Furthermore, you must provide an email address for receiving electronic mail, which is registered, and register as a user of e-government services. 

Document preparation 

If you are starting a company, you need to prepare the founding act and the registration application. As an example, we will mention the founding act of an LLC. If an LLC is founded by a single person, the memorandum of association takes the form of a decision of incorporation, and if it is founded by two or more people, it is called the agreement on association. A joint-stock company, in addition to the memorandum, also has articles of association. 

Although various templates are available on the internet, we suggest caution. The founding act should be tailored to your company and needs as well as follow legal changes. 

The Companies Act prescribes mandatory elements of the memorandum of association. Thus, it is mandatory that the founding act of an LLC contains information about the members of the company (including their place of residence), business name and headquarters, main activity, total amount of capital, amount of cash contribution and/or description of non-cash contribution of each member, determination of bodies and their competencies, each member’s share in the capital expressed as a percentage, and the time of payment or contribution to the capital. 
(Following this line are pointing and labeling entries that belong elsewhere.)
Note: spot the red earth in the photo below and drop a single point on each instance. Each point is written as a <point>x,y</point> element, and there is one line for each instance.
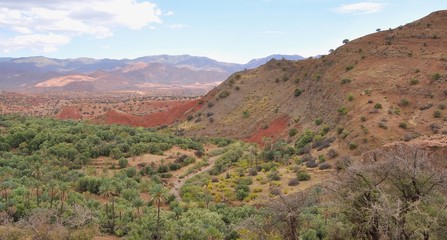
<point>70,112</point>
<point>177,112</point>
<point>276,126</point>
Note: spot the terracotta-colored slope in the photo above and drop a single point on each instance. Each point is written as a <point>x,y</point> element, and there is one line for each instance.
<point>273,129</point>
<point>70,112</point>
<point>177,112</point>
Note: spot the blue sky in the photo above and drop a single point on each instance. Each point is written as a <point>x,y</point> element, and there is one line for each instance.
<point>225,30</point>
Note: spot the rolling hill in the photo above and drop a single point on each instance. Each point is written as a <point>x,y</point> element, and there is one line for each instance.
<point>40,74</point>
<point>386,86</point>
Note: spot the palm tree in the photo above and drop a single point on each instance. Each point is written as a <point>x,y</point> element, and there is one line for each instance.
<point>52,191</point>
<point>159,195</point>
<point>37,173</point>
<point>108,189</point>
<point>64,187</point>
<point>138,203</point>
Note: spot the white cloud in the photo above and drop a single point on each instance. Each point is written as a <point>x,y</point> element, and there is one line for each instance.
<point>273,32</point>
<point>47,19</point>
<point>36,42</point>
<point>169,13</point>
<point>178,26</point>
<point>360,8</point>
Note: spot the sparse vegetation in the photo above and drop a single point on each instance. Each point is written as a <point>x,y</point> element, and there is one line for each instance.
<point>345,81</point>
<point>298,92</point>
<point>224,94</point>
<point>436,76</point>
<point>350,97</point>
<point>413,81</point>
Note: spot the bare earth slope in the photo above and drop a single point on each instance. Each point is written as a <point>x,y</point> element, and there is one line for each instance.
<point>387,86</point>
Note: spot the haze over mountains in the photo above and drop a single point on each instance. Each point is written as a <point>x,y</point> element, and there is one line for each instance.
<point>41,74</point>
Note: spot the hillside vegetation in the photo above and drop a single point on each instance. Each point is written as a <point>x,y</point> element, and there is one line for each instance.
<point>387,86</point>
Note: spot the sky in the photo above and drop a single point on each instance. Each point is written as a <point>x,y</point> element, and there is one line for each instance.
<point>226,30</point>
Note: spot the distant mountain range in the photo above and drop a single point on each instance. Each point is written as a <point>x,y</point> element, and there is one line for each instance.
<point>41,74</point>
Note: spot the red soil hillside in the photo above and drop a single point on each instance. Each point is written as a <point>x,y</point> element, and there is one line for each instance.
<point>269,131</point>
<point>386,86</point>
<point>177,111</point>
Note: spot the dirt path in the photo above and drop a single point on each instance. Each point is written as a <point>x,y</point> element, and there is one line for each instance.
<point>178,182</point>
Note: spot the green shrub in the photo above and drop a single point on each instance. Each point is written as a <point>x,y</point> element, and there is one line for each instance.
<point>305,138</point>
<point>436,76</point>
<point>122,163</point>
<point>293,182</point>
<point>342,110</point>
<point>303,176</point>
<point>352,145</point>
<point>403,125</point>
<point>345,80</point>
<point>404,102</point>
<point>174,166</point>
<point>414,81</point>
<point>162,169</point>
<point>298,92</point>
<point>274,175</point>
<point>350,97</point>
<point>224,94</point>
<point>293,132</point>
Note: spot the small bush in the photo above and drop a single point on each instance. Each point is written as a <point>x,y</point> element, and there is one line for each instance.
<point>378,106</point>
<point>403,125</point>
<point>165,175</point>
<point>434,128</point>
<point>414,81</point>
<point>174,166</point>
<point>252,171</point>
<point>274,175</point>
<point>345,81</point>
<point>383,125</point>
<point>224,94</point>
<point>324,166</point>
<point>122,163</point>
<point>307,157</point>
<point>342,110</point>
<point>162,169</point>
<point>404,102</point>
<point>293,182</point>
<point>350,97</point>
<point>303,176</point>
<point>436,76</point>
<point>241,194</point>
<point>312,164</point>
<point>298,92</point>
<point>343,163</point>
<point>332,154</point>
<point>293,132</point>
When a company is founded, the signatures on the founding act are certified, and the certification of signatures can be replaced by a qualified electronic signature of the company’s members, unless it is contrary to the regulations governing the trade of real estate. 

Therefore, the Law on Companies prescribes the mandatory elements that the founding act must have. If everything is properly entered in the founding act (decision or agreement) and if there are no other obstacles, the registration should go smoothly. Beyond these mandatory elements, there is freedom of contracting in accordance with our legislation, so the relations of members and the functioning of the company can be individualized as long as it is within legal regulations. 

Note: This text does not constitute legal advice, but rather the personal opinion of the author.